Kenay most likely traces its roots to the East African nation of Kenya, whose name in turn derives from Mount Kenya — called *Kirinyaga* in Kikuyu, meaning "place of brightness" or "mountain of whiteness," a reference to its snow-capped peak. When Kenya became an independent republic in 1963, its name entered global consciousness as a symbol of African self-determination and natural grandeur, and it began appearing as a given name — first in African-American communities as an expression of pride in African heritage, then more broadly. Kenay is a phonetic respelling of that geographic name, giving it a slightly more personal, less directly place-name feel.
The practice of drawing given names from African place names accelerated significantly in the United States during and after the Civil Rights Movement of the 1960s and 1970s, when names like Kenya, Keana, and their variants became vehicles of cultural affirmation and reconnection with African identity. Kenya as a given name peaked in American usage in the 1970s through 1990s, producing dozens of spelling variants. Kenay sits in that creative tradition — the same sounds, slightly recontextualized, made more name-like through a shift in orthography.

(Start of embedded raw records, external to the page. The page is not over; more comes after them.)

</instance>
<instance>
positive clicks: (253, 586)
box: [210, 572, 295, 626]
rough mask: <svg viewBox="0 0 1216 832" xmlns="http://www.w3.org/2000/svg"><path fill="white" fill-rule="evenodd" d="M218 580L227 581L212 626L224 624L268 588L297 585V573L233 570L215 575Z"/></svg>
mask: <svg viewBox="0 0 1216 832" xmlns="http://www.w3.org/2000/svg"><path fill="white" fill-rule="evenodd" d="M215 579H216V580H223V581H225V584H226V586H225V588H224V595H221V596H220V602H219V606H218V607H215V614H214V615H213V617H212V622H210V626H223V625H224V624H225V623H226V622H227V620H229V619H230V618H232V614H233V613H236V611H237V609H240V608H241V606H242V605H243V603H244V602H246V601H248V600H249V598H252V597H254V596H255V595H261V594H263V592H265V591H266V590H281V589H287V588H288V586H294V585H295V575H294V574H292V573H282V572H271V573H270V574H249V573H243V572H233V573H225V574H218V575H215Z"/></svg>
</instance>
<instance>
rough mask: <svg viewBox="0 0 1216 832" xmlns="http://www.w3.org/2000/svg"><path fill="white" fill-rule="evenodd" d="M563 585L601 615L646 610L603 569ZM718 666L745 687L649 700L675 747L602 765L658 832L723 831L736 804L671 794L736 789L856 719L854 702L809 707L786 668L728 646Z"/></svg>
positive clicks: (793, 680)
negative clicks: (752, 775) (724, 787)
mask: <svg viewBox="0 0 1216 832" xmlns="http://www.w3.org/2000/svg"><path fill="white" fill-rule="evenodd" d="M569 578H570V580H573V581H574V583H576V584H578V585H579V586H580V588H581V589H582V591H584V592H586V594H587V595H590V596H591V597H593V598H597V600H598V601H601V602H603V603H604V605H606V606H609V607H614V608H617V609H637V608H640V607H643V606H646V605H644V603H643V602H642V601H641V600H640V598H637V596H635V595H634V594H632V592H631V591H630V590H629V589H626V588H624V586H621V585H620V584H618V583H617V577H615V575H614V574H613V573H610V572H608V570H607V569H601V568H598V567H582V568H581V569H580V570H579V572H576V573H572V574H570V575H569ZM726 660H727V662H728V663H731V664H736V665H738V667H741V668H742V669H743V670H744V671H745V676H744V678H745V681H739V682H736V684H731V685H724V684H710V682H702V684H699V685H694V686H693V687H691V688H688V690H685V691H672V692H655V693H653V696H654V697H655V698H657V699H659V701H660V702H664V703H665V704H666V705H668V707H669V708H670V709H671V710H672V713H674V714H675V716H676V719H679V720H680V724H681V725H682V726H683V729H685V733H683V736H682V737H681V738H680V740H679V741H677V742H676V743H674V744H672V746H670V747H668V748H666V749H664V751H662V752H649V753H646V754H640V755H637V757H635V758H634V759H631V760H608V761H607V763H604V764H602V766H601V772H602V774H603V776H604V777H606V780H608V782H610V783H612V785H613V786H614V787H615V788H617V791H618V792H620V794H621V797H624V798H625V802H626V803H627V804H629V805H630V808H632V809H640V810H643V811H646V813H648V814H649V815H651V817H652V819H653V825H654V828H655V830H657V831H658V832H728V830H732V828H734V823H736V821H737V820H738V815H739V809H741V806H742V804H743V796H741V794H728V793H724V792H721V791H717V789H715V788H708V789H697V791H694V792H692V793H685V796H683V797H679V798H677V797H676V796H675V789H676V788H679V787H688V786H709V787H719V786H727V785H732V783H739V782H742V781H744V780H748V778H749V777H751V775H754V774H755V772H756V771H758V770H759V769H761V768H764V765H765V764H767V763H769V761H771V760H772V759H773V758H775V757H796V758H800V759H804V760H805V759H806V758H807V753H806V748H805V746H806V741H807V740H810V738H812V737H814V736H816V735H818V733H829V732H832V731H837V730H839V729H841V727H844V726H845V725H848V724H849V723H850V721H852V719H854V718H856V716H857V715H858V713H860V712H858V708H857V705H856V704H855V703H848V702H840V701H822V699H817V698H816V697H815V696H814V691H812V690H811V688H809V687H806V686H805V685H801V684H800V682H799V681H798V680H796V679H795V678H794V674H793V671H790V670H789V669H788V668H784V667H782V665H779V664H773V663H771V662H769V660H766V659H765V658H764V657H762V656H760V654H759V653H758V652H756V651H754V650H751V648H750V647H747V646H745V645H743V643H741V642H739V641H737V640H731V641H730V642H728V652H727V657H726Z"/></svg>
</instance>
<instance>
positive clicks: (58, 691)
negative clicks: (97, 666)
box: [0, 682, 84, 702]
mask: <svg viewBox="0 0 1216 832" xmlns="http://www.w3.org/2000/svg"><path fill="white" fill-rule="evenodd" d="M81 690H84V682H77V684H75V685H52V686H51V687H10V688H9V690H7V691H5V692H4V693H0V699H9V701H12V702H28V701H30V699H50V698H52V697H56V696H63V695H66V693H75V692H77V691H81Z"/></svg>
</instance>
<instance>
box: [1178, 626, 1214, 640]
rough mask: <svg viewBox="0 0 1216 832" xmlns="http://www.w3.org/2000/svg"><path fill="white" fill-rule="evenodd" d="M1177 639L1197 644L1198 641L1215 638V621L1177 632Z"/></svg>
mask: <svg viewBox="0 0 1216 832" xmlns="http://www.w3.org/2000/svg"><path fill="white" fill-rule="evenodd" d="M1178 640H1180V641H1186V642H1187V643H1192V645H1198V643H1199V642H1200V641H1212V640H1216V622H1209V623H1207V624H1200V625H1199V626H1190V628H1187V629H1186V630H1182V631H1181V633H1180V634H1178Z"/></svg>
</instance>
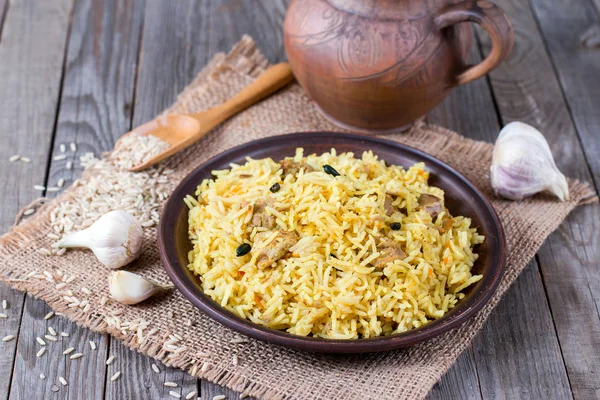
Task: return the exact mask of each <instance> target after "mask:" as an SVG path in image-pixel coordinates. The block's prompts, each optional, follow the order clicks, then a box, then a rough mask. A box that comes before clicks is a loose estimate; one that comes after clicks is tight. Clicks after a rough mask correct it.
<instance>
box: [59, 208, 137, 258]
mask: <svg viewBox="0 0 600 400" xmlns="http://www.w3.org/2000/svg"><path fill="white" fill-rule="evenodd" d="M143 238H144V231H143V230H142V226H141V225H140V223H139V222H138V220H137V219H135V218H134V217H133V216H132V215H131V214H129V213H128V212H125V211H121V210H115V211H111V212H109V213H106V214H104V215H103V216H102V217H100V218H99V219H98V220H97V221H96V222H94V223H93V224H92V225H91V226H90V227H89V228H87V229H84V230H83V231H79V232H74V233H71V234H69V235H67V236H65V237H64V238H63V239H62V240H61V241H60V242H59V243H58V247H83V248H88V249H90V250H92V251H93V252H94V254H95V255H96V257H97V258H98V261H100V262H101V263H102V264H103V265H105V266H107V267H108V268H111V269H116V268H121V267H123V266H125V265H127V264H129V263H131V262H132V261H134V260H135V259H136V258H138V257H139V255H140V253H141V252H142V244H143Z"/></svg>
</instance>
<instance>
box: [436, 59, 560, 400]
mask: <svg viewBox="0 0 600 400" xmlns="http://www.w3.org/2000/svg"><path fill="white" fill-rule="evenodd" d="M474 53H475V54H473V55H472V62H477V61H478V60H479V59H480V57H482V55H481V54H479V52H478V51H477V50H476V49H474ZM429 119H430V120H431V121H433V122H435V123H438V124H440V125H442V126H447V127H449V128H450V129H454V130H456V131H458V132H461V133H462V134H463V135H465V136H467V137H471V138H473V139H477V140H484V141H487V142H493V141H494V140H495V139H496V137H497V136H498V132H499V130H500V124H499V120H498V115H497V113H496V110H495V105H494V99H493V97H492V93H491V90H490V87H489V86H488V81H487V80H486V79H481V80H478V81H476V82H473V83H471V84H469V85H466V86H463V87H460V88H458V89H457V90H454V91H453V93H452V94H451V96H450V97H449V98H448V99H447V100H446V101H444V103H442V104H441V105H440V107H438V108H437V109H436V110H434V112H433V113H432V114H431V115H430V117H429ZM531 268H533V270H534V271H535V274H538V267H537V265H534V266H532V267H531ZM529 284H530V285H532V288H525V289H523V283H521V282H520V281H517V283H515V287H513V288H511V289H510V290H509V294H508V295H507V296H506V297H505V299H504V300H503V303H502V306H501V307H499V308H501V309H502V310H504V312H505V313H507V314H508V313H510V312H511V310H515V309H519V310H520V309H522V308H523V306H522V302H523V301H525V304H529V305H530V306H529V307H530V308H532V309H535V310H538V312H539V315H540V316H539V317H538V318H539V319H540V320H541V321H543V326H544V327H545V326H550V327H552V319H551V317H550V312H549V308H548V304H547V301H546V299H545V297H544V288H543V285H542V282H541V280H534V281H531V282H529ZM517 293H518V295H517ZM540 293H541V294H542V296H541V297H540V296H539V294H540ZM498 312H500V311H497V310H496V311H495V313H498ZM494 315H495V314H494ZM485 326H486V329H487V332H490V334H488V336H487V337H486V336H484V335H483V334H480V335H479V336H477V337H476V338H475V341H474V343H473V346H472V347H471V349H474V350H470V351H474V352H475V353H474V356H473V359H472V360H470V359H469V358H467V360H469V364H462V365H461V364H459V363H457V364H455V365H454V366H453V369H452V370H451V371H449V373H448V375H447V376H445V377H444V378H443V379H442V380H441V381H440V384H439V386H440V387H439V388H437V387H436V391H437V390H439V389H443V390H444V391H445V393H444V395H445V396H441V397H440V398H465V397H475V398H476V396H477V395H479V396H482V395H483V398H489V396H492V397H491V398H494V396H499V395H500V394H502V393H509V392H510V391H511V390H513V388H515V387H518V388H520V390H521V391H523V393H536V390H538V388H539V387H540V386H543V385H547V387H549V388H551V390H555V391H556V392H557V393H559V394H560V393H563V392H561V390H564V389H565V386H563V385H566V390H567V391H568V381H567V379H566V374H565V372H564V365H563V362H562V357H561V353H560V348H559V347H558V345H557V338H556V334H555V333H554V332H552V331H549V332H544V331H543V330H541V329H540V328H539V326H532V325H530V324H528V320H527V319H523V318H521V319H515V318H509V317H507V318H498V317H495V318H494V317H492V318H490V319H489V320H488V321H487V323H486V325H485ZM514 332H518V333H519V335H520V337H521V339H522V341H523V342H524V343H535V349H534V351H535V352H536V357H535V358H532V357H531V356H530V354H529V353H527V352H523V351H514V352H511V353H510V358H509V359H507V360H506V361H505V362H506V364H507V365H510V366H511V367H509V368H505V367H501V366H500V365H499V364H498V361H497V353H496V351H495V349H494V348H493V347H492V346H490V344H489V343H488V341H490V342H493V343H492V344H499V343H503V338H504V336H506V335H509V334H514ZM492 335H493V336H492ZM541 336H543V337H544V339H543V340H539V338H540V337H541ZM464 360H465V359H464V358H463V359H461V361H463V362H464ZM541 360H543V361H541ZM490 366H492V367H490ZM513 366H520V367H521V368H522V370H527V371H528V373H527V376H528V380H526V381H523V380H522V379H520V377H519V376H518V375H516V374H515V368H512V367H513ZM540 366H541V367H540ZM490 368H491V369H492V370H493V373H494V374H495V376H493V377H492V378H493V379H490V374H489V369H490ZM553 368H556V369H558V370H559V371H560V369H561V368H562V376H561V375H560V374H559V375H558V377H559V379H557V380H555V381H553V382H546V380H547V379H548V378H547V377H548V376H551V375H552V374H553V373H554V369H553ZM455 369H459V371H456V370H455ZM463 369H464V371H463ZM471 371H473V372H475V375H474V376H471V377H470V378H467V377H466V376H468V374H473V372H471ZM477 377H479V386H475V385H474V383H473V382H472V380H473V379H477ZM561 378H562V379H561ZM450 379H452V380H450ZM461 379H462V380H463V381H466V382H461ZM457 384H460V385H457ZM480 387H481V391H482V393H481V394H479V390H480ZM469 389H470V390H471V392H467V390H469ZM474 389H476V390H477V391H476V392H475V390H474ZM451 390H454V392H453V391H451ZM456 390H458V392H455V391H456ZM436 391H434V392H432V393H436ZM507 398H511V397H510V396H507ZM523 398H527V397H526V396H523ZM532 398H536V397H535V396H534V397H532Z"/></svg>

There is also a possibility that Kenay intersects with or was independently inspired by Kenai, a city and river in Alaska whose name derives from the Kenaitze people, an Athabascan group — another geographic name that has occasionally migrated into personal use. Whatever its specific origin in any individual family, Kenay carries the character of names shaped by landscape and history, names that connect a child to a place that held meaning for those who chose it.